For all their blatant materialism, however, Lucky and its kin actually represent cultural progress. Their unabashed presentation of goods as material pleasures keeps materialism in its place. They don’t encourage readers to equate fashion with virtue or style with superiority. They’re sharing fun, not rationing status.
That last point is the most important of all: the realization of the idea that shopping as a process is itself fun, and that the process of creating your own look instead of aspiring to what the magazines tell you that you should want to buy is fun and empowering. And these shopping magazines are much less elitist and less hierarchical than the old guard fashion magazines.
The shopping magazines reverse the relationship between reader and editor. In traditional publications, the reader’s goal is to emulate the editor’s style, to admire the people she admires, to read the books she reads, to wear the things she wears. Thus every issue of Vogue has a section called “People Are Talking About,” to let you know what books, movies, art exhibits, restaurants and so forth the in-crowd deems essential. Traditional fashion magazines tell readers not just what to buy but what to value. [emphasis added — LK]
But in the shopping magazines, the editor represents the reader, serving not as arbiter but as agent. Lucky effectively uses photos of its various editors, and their first-person voices, to emphasize personal style and individual passions. Instead of dos and don’ts, ins and outs, it offers “What I want NOW” and “Our Obsessions.” Editors come across as fellow enthusiasts. They know more than their readers not because they’re superior creatures but because they get paid to look for really great stuff.
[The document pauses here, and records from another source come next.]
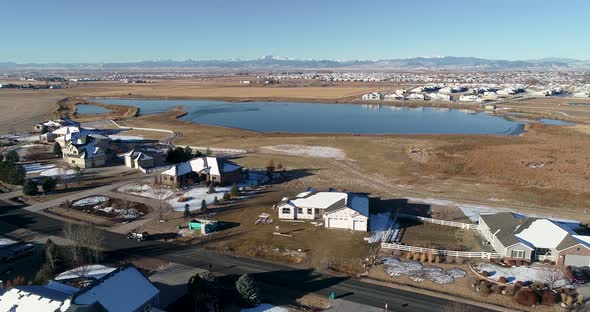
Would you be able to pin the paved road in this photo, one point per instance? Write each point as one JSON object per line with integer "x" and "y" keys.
{"x": 303, "y": 280}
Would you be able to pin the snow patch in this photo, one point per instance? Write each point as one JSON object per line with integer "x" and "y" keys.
{"x": 307, "y": 150}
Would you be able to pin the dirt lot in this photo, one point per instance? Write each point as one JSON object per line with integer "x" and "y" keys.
{"x": 436, "y": 236}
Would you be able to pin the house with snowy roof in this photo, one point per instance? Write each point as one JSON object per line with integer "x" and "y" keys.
{"x": 203, "y": 169}
{"x": 341, "y": 210}
{"x": 100, "y": 288}
{"x": 534, "y": 239}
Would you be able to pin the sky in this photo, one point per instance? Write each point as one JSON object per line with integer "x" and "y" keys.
{"x": 66, "y": 31}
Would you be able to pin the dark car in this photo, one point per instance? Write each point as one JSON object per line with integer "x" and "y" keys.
{"x": 576, "y": 274}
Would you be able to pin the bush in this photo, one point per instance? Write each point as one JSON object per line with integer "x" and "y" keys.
{"x": 548, "y": 298}
{"x": 526, "y": 297}
{"x": 30, "y": 187}
{"x": 248, "y": 290}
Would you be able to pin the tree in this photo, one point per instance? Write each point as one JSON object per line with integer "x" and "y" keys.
{"x": 30, "y": 187}
{"x": 52, "y": 254}
{"x": 248, "y": 290}
{"x": 85, "y": 247}
{"x": 160, "y": 194}
{"x": 234, "y": 191}
{"x": 57, "y": 150}
{"x": 48, "y": 185}
{"x": 187, "y": 211}
{"x": 12, "y": 157}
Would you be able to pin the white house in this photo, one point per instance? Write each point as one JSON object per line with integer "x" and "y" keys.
{"x": 341, "y": 210}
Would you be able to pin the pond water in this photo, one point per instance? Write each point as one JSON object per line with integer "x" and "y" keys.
{"x": 330, "y": 118}
{"x": 91, "y": 109}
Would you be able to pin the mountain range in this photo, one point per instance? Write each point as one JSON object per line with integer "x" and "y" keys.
{"x": 275, "y": 63}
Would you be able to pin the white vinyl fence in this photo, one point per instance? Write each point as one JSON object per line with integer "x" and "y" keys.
{"x": 442, "y": 222}
{"x": 441, "y": 252}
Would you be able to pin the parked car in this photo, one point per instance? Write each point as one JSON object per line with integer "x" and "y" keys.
{"x": 576, "y": 274}
{"x": 139, "y": 236}
{"x": 17, "y": 251}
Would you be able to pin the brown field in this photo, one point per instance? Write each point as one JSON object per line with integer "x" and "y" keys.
{"x": 492, "y": 170}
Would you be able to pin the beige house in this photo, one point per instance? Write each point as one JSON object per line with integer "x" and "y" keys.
{"x": 340, "y": 210}
{"x": 204, "y": 169}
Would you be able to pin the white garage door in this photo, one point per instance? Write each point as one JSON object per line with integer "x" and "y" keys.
{"x": 576, "y": 260}
{"x": 338, "y": 223}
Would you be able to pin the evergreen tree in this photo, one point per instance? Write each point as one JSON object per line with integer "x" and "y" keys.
{"x": 30, "y": 187}
{"x": 248, "y": 290}
{"x": 234, "y": 191}
{"x": 187, "y": 211}
{"x": 57, "y": 150}
{"x": 48, "y": 185}
{"x": 12, "y": 157}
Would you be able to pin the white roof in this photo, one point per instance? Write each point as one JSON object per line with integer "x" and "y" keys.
{"x": 543, "y": 233}
{"x": 206, "y": 164}
{"x": 125, "y": 290}
{"x": 92, "y": 271}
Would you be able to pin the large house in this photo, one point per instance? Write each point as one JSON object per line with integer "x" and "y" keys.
{"x": 342, "y": 210}
{"x": 207, "y": 169}
{"x": 98, "y": 289}
{"x": 534, "y": 239}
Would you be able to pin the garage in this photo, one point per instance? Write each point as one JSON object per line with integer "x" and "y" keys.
{"x": 576, "y": 260}
{"x": 338, "y": 223}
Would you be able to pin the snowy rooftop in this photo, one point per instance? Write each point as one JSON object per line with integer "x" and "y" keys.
{"x": 92, "y": 271}
{"x": 543, "y": 233}
{"x": 124, "y": 290}
{"x": 203, "y": 164}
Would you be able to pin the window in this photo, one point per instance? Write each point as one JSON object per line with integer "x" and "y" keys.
{"x": 517, "y": 254}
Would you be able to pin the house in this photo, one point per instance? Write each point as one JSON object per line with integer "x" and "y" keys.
{"x": 107, "y": 289}
{"x": 341, "y": 210}
{"x": 372, "y": 96}
{"x": 534, "y": 239}
{"x": 139, "y": 159}
{"x": 209, "y": 169}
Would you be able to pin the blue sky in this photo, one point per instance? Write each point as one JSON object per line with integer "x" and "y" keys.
{"x": 132, "y": 30}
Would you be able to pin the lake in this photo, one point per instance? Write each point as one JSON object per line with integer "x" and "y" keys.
{"x": 91, "y": 109}
{"x": 330, "y": 118}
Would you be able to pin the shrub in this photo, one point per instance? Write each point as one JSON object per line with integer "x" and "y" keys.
{"x": 30, "y": 187}
{"x": 526, "y": 297}
{"x": 548, "y": 298}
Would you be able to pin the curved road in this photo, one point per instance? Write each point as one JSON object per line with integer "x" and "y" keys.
{"x": 300, "y": 280}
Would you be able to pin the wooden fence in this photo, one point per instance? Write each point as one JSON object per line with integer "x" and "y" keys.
{"x": 442, "y": 222}
{"x": 442, "y": 252}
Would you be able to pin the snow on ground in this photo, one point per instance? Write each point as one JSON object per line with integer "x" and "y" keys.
{"x": 265, "y": 307}
{"x": 417, "y": 272}
{"x": 93, "y": 200}
{"x": 307, "y": 150}
{"x": 382, "y": 228}
{"x": 521, "y": 273}
{"x": 58, "y": 172}
{"x": 36, "y": 168}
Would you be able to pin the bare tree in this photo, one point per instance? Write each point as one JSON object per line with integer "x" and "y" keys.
{"x": 550, "y": 275}
{"x": 160, "y": 192}
{"x": 85, "y": 245}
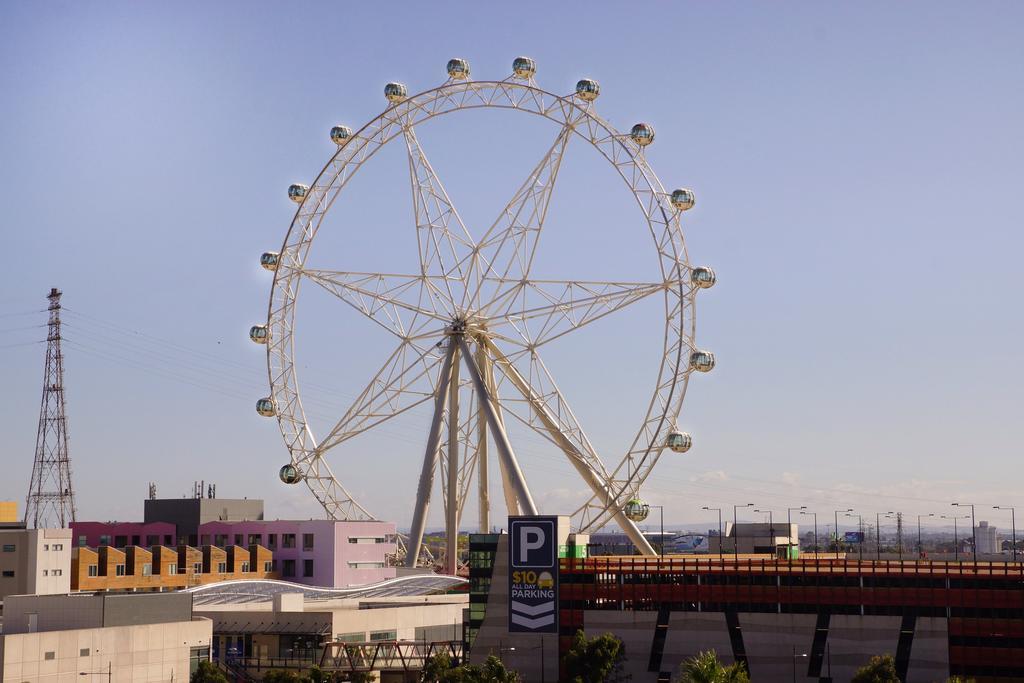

This is great because it makes finding a great piece, a great bargain, a great pair of shoes that are also affordable and comfortable, a collaborative and congenial activity. There’s a sense of empathy, of “we’re in this together” between reader and editor because each one knows how wonderful it feels to find that perfect pair of pants that makes you feel like you’re queen of the universe. The old guard fashion magazine continues to be about aspiration, about status difference between the subjects of the features (and, by extension, the editors) and the readers themselves. There’s no empathy, no sense of conspiratorial glee in finding that you can put together your expensive Marc Jacobs jeans with a very cool $12 Old Navy top and create a really cool look, for example. And that these looks are individual.
It turns the aspiration from one of status by emulating the rich and famous to one of aspiring to apply your own creativity and enjoy the process of putting it all together, and feeling great about how you look and how you achieved it when all is said and done.
[Side note: this is also a big reason why I knit. Original pieces, personally tailored]
In fact, I subscribed to Vogue for years, but I cancelled it when I realized that I didn’t give a hoot about what “People Are Talking About” and the only features I was reading were Jeffrey Steingarten’s food and cooking articles (which are fabulous). I find that when I buy a fashion magazine these days it’s likely to be In Style, Lucky, or Allure. Virginia’s column on Friday articulated to me why my behavior has shifted.
UPDATE: Virginia’s posted the Opinionjournal.com link, so even non-subscribers can read it, yay.